At the end of the book she compares journalism under threat today with corporations deemed 'too big to fail' in the global financial crisis a decade ago.
"Their failure would be disastrous to the wider economic system. They must, therefore, be supported by government if they face potential ruin," she wrote in Broken Estate.
"There is a parallel in journalism. But rather than being too big to fail, journalism is too important. Its failure would be disastrous for the wider political system on which everything else is built," she wrote.
Does that mean the state needs to enlarge its role and stump up more money?
"Absolutely. I believe that more than I believe those financial institutions need to be bailed out," she told Mediawatch.
"The commercial model is failing and in regional and local journalism we're seeing 'market failure' and I think it's really crucial we do intervene," she said.
Last month Michael Boggs, the chief executive of the Herald-owner NZME, told Mediawatch news was "vulnerable".
The country's biggest publisher - Stuff - has the only truly national network of reporters and outlets, but it is also shrinking and now also operates a range of non-news businesses selling broadband, energy and insurance. Stuff's Australian owner wants to sell it but can't find a buyer.
This month, MediaWorks completed a merger with an Australian advertising company - QMS Media - which specialises in billboards.

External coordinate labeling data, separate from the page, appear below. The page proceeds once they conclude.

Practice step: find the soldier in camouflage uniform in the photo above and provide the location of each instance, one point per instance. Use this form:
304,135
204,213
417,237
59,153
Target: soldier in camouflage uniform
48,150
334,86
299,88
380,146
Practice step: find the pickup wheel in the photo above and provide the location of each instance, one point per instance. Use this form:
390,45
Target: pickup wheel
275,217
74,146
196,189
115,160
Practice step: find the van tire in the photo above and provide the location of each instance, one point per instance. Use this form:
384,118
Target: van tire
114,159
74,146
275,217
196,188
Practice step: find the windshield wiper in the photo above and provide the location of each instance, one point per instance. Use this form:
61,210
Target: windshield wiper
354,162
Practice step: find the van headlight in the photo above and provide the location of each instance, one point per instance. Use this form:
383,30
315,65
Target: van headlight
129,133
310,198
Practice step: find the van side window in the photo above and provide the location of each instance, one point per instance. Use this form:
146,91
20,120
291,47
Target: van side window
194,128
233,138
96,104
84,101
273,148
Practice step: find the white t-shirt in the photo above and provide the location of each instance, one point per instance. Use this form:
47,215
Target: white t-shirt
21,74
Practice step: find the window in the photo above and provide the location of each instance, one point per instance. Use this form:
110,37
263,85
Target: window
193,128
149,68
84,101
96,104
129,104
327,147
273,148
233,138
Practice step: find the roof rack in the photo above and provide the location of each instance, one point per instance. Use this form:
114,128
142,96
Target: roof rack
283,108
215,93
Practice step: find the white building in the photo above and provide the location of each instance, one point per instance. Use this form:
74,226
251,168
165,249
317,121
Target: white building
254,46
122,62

It's not unthinkable that New Zealand media companies which once had news at their core could abandon it altogether in future, but if the government responds to their pleas for help, would the public be propping up media business models that are obsolete?

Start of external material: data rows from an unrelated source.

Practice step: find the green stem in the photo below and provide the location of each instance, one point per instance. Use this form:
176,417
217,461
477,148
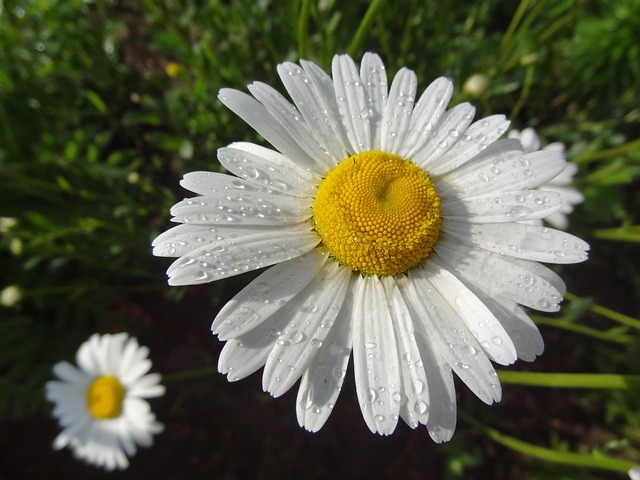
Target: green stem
620,234
570,380
524,93
584,330
588,158
303,29
364,27
506,38
567,458
606,312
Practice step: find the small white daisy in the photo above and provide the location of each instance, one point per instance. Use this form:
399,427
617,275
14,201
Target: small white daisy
100,405
394,230
560,184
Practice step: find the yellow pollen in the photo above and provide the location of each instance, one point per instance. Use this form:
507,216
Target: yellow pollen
104,397
378,213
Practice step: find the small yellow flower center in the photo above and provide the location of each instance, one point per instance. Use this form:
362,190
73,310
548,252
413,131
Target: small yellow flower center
104,397
378,213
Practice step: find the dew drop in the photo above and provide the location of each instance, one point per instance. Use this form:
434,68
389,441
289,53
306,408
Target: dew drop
420,407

"When news outlets are owned by for-profit financial companies and they obliged to return profit to their shareholders it's much harder to justify investing in journalism that doesn't make money," she said.

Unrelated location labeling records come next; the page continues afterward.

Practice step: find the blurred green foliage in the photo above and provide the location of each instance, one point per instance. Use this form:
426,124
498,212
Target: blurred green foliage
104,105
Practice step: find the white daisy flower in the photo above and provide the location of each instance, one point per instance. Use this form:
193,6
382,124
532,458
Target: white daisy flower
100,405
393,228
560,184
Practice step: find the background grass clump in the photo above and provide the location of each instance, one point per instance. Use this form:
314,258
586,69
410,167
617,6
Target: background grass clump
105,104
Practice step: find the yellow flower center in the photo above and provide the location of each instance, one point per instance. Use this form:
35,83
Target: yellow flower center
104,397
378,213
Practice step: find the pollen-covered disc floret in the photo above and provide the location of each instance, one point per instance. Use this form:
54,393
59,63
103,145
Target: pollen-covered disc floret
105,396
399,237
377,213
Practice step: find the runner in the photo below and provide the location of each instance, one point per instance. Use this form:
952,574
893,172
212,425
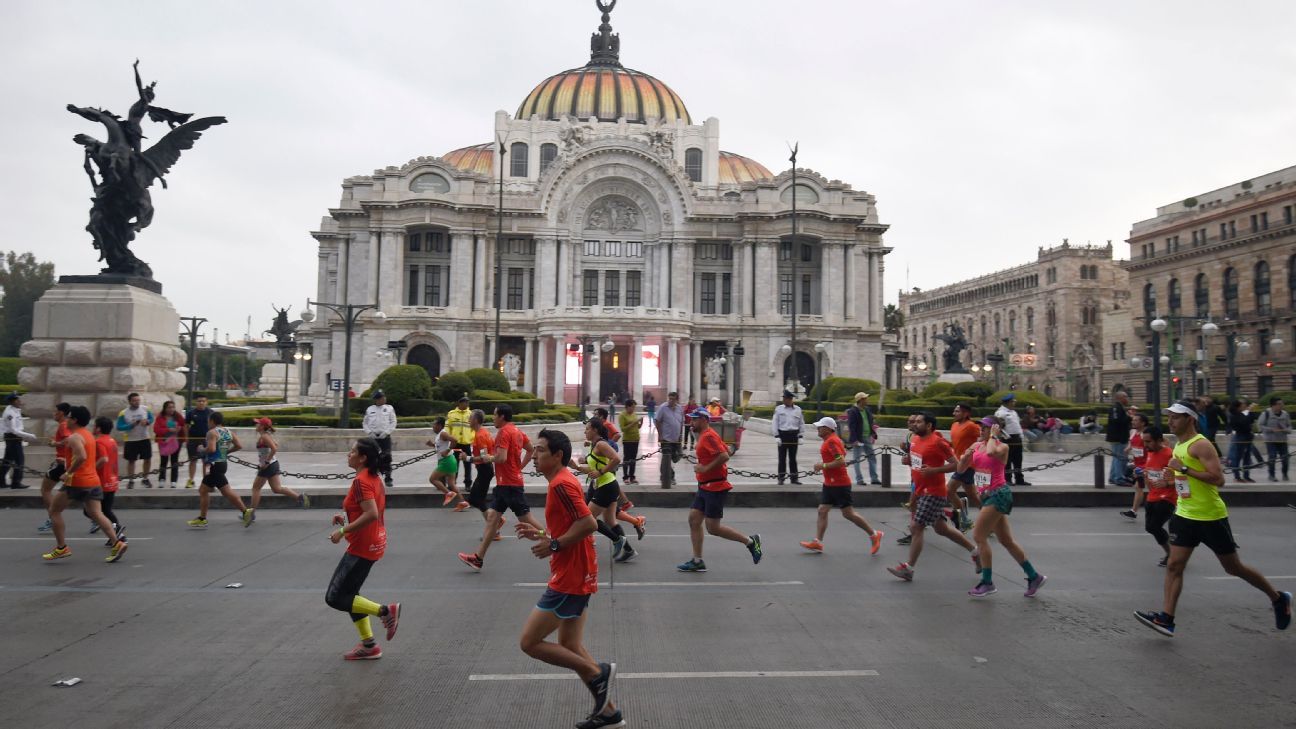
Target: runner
220,442
929,455
366,533
600,467
512,453
81,484
1137,452
447,462
568,542
1160,489
986,461
267,468
1200,516
836,488
713,487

News organisations that are backed by the state or owned by someone who believes in the media tend to have flexibility to experiment with their model and try new things.
"One reason why New Zealand journalism is particularly vulnerable to the current crisis is that we have very little publicly-funded media to fall back on," Melanie Bunce says in Broken Estate.
Public funding for media in new Zealand now totals about $240 million a year. Australia spends about A$1.1 billion for three public networks, including the ABC, which works out about the same per capita - and they deliver far more public broadcasting than we get here on radio, on TV and online.
Conversely, big budget TV programmes funded via New Zealand on Air from the public purse effectively subsidise the TV production companies that make them.
So is the problem really the amount of money - or how the government spends it?
"The money that is spent on public media has been poorly targeted and managed," Bunce wrote in Broken Estate.
"I don't think we want to compare ourselves with Australia. They have also made cuts in the past five years or so and they are far below the UK, Scandinavian countries and Ireland which invest much more," Bunce told Mediawatch.
Bunce says funding for Māori broadcasting should not be considered in the same way as other public spending, because it has a wider remit to enhance language and culture.
"That's not the same as supporting journalists to collect information and make it available to the public," she said.
The current government has ‘paused’ broadcasting policy while it ponders the issues of media plurality and the urgent financial problems of our commercial media companies. So what are the main things the government and the media industry must to do preserve and protect journalism in a market that supports less and less of it?
"If you were starting from scratch you would build something nationwide with multi-media capacity and hopefully not a strong commercially-focused culture," she said.
"Two ideas already floated have potential. One is doing something different with TVNZ1 and maybe making it non-commercial. The other is expanding RNZ. We also need to think hard about where the audience is and where they want to get (journalism)," she said.
"We also need to focus on exactly where the market is failing - and that might not be ad-hoc funding for feature journalism because we already have that," she said.
"You can paint in the detail, but in the end it's about resources and really well-trained journalists," she said.